In this supplementary data set we made available: a) the metadata with anonymized participant information; b) the raw EMG, already concatenated for the overground trials; c) the touchdown and lift-off timings of the recorded limb, d) the filtered and time-normalized EMG; e) the muscle synergies extracted via NMF; f) the code to process the data. In total, 120 trials from 30 participants are included in the supplementary data set.
The file “metadata.dat” is available in ASCII and RData format and contains:
Code: the participant’s code
Sex: the participant’s sex (M or F)
Locomotion: the type of locomotion (W=walking, R=running)
Environment: to distinguish between overground (O) and treadmill (T)
Speed: the speed at which the recordings were conducted in m/s
Age: the participant’s age in years
Height: the participant’s height in [cm]
Mass: the participant’s body mass in [kg].
The "RAW_DATA.RData" R list consists of elements of S3 class "EMG", each of which is a human locomotion trial containing cycle segmentation timings and raw electromyographic (EMG) data from 13 muscles of the right-side leg. Cycle times are structured as data frames containing two columns that correspond to touchdown (first column) and lift-off (second column). Raw EMG data sets are also structured as data frames with one row for each recorded data point and 14 columns. The first column contains the incremental time in seconds. The remaining 13 columns contain the raw EMG data, named with the following muscle abbreviations: ME = gluteus medius, MA = gluteus maximus, FL = tensor fasciæ latæ, RF = rectus femoris, VM = vastus medialis, VL = vastus lateralis, ST = semitendinosus, BF = biceps femoris, TA = tibialis anterior, PL = peroneus longus, GM = gastrocnemius medialis, GL = gastrocnemius lateralis, SO = soleus. Please note that the running overground trials of participants P0001, P0007, P0008 and P0009 consist of 21, 29, 29 and 26 cycles, respectively. All the other trials consist of 30 gait cycles. Trials are named like “P0003_OR_01”, where the characters “P0003” indicate the participant number (in this example the 3rd), the characters “OR” indicate the locomotion type and environment (see above), and the numbers “01” indicate the trial number. The filtered and time-normalized emg data are named, following the same rules, like “FILT_EMG_P0003_OR_01”.

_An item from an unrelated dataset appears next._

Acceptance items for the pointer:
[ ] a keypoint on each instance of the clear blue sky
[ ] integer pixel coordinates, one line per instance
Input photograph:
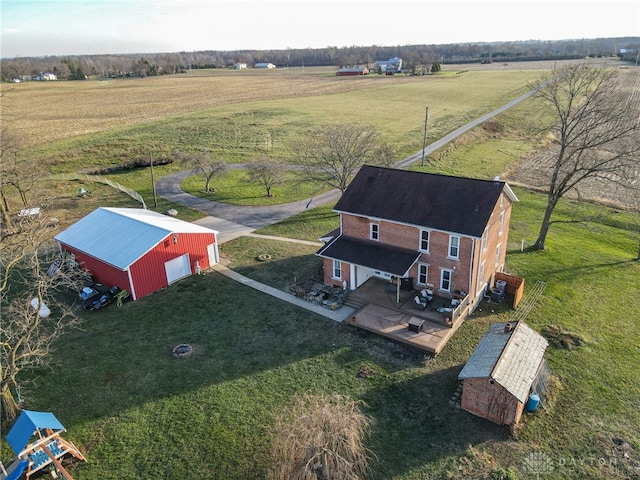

Old versions not compatible with the R package musclesyneRgies
The files containing the gait cycle breakdown are available in RData format, in the file named “CYCLE_TIMES.RData”. The files are structured as data frames with 30 rows (one for each gait cycle) and two columns. The first column contains the touchdown incremental times in seconds. The second column contains the duration of each stance phase in seconds. Each trial is saved as an element of a single R list. Trials are named like “CYCLE_TIMES_P0020_TW_01,” where the characters “CYCLE_TIMES” indicate that the trial contains the gait cycle breakdown times, the characters “P0020” indicate the participant number (in this example the 20th), the characters “TW” indicate the locomotion type and environment (O=overground, T=treadmill, W=walking, R=running), and the numbers “01” indicate the trial number. Please note that the running overground trials of participants P0001, P0007, P0008 and P0009 only contain 21, 29, 29 and 26 cycles, respectively.
The files containing the raw, filtered, and the normalized EMG data are available in RData format, in the files named “RAW_EMG.RData” and “FILT_EMG.RData”. The raw EMG files are structured as data frames with 30000 rows (one for each recorded data point) and 14 columns. The first column contains the incremental time in seconds. The remaining 13 columns contain the raw EMG data, named with muscle abbreviations that follow those reported above. Each trial is saved as an element of a single R list. Trials are named like “RAW_EMG_P0003_OR_01”, where the characters “RAW_EMG” indicate that the trial contains raw emg data, the characters “P0003” indicate the participant number (in this example the 3rd), the characters “OR” indicate the locomotion type and environment (see above), and the numbers “01” indicate the trial number. The filtered and time-normalized emg data is named, following the same rules, like “FILT_EMG_P0003_OR_01”.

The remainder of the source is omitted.